Then President-elect Joe Biden nominated Congresswoman Deb Haaland (D-NM) for Secretary of the Interior on Thursday, Dec. 17. This decision made headlines across the nation since Haaland will be the first-ever Native American to hold a Cabinet-level position. Her selection also marks a significant change for public land access and management compared to the previous administration. 

Under the supervision of former Interior Sec. Ryan Zinke, who served in the Trump administration, the department made numerous controversial decisions regarding land use, including opening two million acres of land in Bears Ears National Monument to energy and ranching development.

In 2019, Haaland, along with other congressional colleagues, proposed a bill to restore the monument and protect the estimated 100,000 archeological sites within its original boundaries. She stated that, “Bears Ears National Monument is a treasure that I’ve seen with my own eyes. Part of the mission of public lands is to protect sacred sites and preserve them for future generations, but under the current boundaries at Bears Ears National Monument those sites are at risk of disappearing forever. We can fulfill the mission of public lands and protect the culture and history of our country by ensuring the monument encompasses those areas.”

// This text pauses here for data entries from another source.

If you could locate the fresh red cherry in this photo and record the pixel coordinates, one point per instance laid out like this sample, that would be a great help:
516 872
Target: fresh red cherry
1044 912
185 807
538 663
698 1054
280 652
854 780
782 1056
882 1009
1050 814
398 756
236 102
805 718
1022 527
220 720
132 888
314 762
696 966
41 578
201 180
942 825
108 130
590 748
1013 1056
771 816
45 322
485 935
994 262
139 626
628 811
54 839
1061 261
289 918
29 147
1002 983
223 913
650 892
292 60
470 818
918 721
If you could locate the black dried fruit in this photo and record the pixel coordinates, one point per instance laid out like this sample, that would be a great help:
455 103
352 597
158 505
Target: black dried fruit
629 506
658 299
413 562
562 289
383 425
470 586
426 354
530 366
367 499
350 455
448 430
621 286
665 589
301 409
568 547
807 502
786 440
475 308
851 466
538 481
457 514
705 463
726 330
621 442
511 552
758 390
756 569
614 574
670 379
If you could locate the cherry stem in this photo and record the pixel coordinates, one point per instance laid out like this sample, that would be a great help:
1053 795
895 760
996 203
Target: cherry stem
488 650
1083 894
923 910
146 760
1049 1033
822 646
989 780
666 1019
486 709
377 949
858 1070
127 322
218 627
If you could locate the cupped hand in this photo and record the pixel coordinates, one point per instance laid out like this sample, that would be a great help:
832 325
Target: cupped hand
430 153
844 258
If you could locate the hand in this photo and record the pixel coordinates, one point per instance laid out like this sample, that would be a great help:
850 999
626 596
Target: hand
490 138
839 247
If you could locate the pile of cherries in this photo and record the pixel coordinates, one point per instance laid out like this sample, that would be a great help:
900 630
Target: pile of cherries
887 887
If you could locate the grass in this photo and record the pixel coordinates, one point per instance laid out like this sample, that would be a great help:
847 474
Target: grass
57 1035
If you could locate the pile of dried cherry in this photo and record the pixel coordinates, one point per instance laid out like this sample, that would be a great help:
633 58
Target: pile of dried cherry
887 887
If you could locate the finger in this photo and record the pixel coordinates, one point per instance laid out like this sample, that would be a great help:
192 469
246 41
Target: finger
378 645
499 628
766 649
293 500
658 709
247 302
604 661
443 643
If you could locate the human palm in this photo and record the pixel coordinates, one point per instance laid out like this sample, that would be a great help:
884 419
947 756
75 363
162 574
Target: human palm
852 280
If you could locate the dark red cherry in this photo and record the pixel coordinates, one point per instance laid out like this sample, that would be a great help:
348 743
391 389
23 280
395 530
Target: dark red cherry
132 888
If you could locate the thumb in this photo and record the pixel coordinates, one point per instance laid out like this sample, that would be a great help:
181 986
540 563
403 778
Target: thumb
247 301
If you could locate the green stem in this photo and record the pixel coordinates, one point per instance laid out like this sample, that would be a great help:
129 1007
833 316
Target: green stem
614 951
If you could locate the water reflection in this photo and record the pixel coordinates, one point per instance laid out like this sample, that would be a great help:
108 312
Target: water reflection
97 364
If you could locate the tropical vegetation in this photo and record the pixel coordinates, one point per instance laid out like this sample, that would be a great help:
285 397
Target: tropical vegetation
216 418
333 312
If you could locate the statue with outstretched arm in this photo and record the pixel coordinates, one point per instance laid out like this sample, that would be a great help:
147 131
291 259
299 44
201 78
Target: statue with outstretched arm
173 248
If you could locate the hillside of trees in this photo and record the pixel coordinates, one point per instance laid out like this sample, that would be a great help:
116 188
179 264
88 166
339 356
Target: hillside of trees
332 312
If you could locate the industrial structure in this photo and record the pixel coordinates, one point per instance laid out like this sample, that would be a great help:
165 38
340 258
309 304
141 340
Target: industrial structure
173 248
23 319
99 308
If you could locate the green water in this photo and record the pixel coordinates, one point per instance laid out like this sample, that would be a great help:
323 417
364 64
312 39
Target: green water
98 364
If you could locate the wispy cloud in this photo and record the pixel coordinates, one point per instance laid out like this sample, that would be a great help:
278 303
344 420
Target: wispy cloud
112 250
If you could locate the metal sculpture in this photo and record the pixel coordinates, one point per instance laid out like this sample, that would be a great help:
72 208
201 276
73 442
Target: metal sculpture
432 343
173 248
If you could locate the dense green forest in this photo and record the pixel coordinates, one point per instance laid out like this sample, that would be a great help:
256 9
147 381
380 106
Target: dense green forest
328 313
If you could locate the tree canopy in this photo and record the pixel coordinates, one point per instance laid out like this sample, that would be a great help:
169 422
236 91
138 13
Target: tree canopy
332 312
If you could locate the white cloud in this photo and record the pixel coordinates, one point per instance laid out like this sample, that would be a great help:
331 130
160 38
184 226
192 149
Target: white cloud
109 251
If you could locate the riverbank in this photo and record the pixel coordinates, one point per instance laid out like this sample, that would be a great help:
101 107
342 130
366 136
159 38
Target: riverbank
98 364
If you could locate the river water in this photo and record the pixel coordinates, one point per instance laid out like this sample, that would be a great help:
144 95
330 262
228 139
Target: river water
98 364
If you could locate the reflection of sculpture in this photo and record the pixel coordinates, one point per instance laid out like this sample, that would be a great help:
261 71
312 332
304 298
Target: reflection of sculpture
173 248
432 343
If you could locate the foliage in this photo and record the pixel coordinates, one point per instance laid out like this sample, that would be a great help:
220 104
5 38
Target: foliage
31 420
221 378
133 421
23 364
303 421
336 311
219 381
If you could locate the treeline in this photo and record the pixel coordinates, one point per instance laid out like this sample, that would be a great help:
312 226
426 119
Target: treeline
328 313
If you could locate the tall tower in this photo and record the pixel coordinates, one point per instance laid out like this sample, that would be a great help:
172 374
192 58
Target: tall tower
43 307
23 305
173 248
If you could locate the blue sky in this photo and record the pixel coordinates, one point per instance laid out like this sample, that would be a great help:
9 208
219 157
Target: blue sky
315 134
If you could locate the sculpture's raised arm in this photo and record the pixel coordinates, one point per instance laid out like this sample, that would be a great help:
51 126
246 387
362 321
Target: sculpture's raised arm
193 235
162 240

The previous administration also aimed its sights on rolling back ecological protection and legislation for the wild inhabitants of the nation’s public lands and parks. Most recently, a decision made in December continued rollbacks of the Endangered Species Act, narrowing protection of the habitats of endangered species—a move that Sec. designate Haaland strongly opposes.

“In his final days in office, Trump is rolling back protections listed in this bill. We must do all we can to protect our public lands & all those who inhabit them,” tweeted Haaland in late December.

Though most of Montana’s public lands are National Forest, (which lies within the jurisdiction of the Department of Agriculture) Haaland’s leadership will help protect much of the land and parks that Montanans call home. 

“The Department of the Interior also has incredible power over how we address climate change,” said Dep. Director of the Montana Wilderness Association (MWA) John Todd. “They make lots of land management decisions that include how we develop energy resources… whether it’s coal, oil [and] gas or others.”

A 2017 study on the impacts of climate change on Montana found that the average temperature in Montana has risen between 2 - 3°F and put the state at an increased risk of drought and wildfire. 

“Something that we [the MWA] have been watching pretty closely is her support of a bill to rename racist geographic features,” Todd said. “To me, it’s an access issue… It means that these places aren’t welcoming to certain people.”

Between reversing the environmental and ecological protections deregulation of the previous administration and pushing the department towards a progressive agenda, Haaland has her work cut out for her. However, Haaland has also made it clear she’s not backing down from a challenge.

On the day of her nomination, Haaland stated, “A voice like mine has never been a Cabinet secretary or at the head of the Department of Interior. Growing up in my mother’s Pueblo household made me fierce. I’ll be fierce for all of us, our planet and all of our protected land.”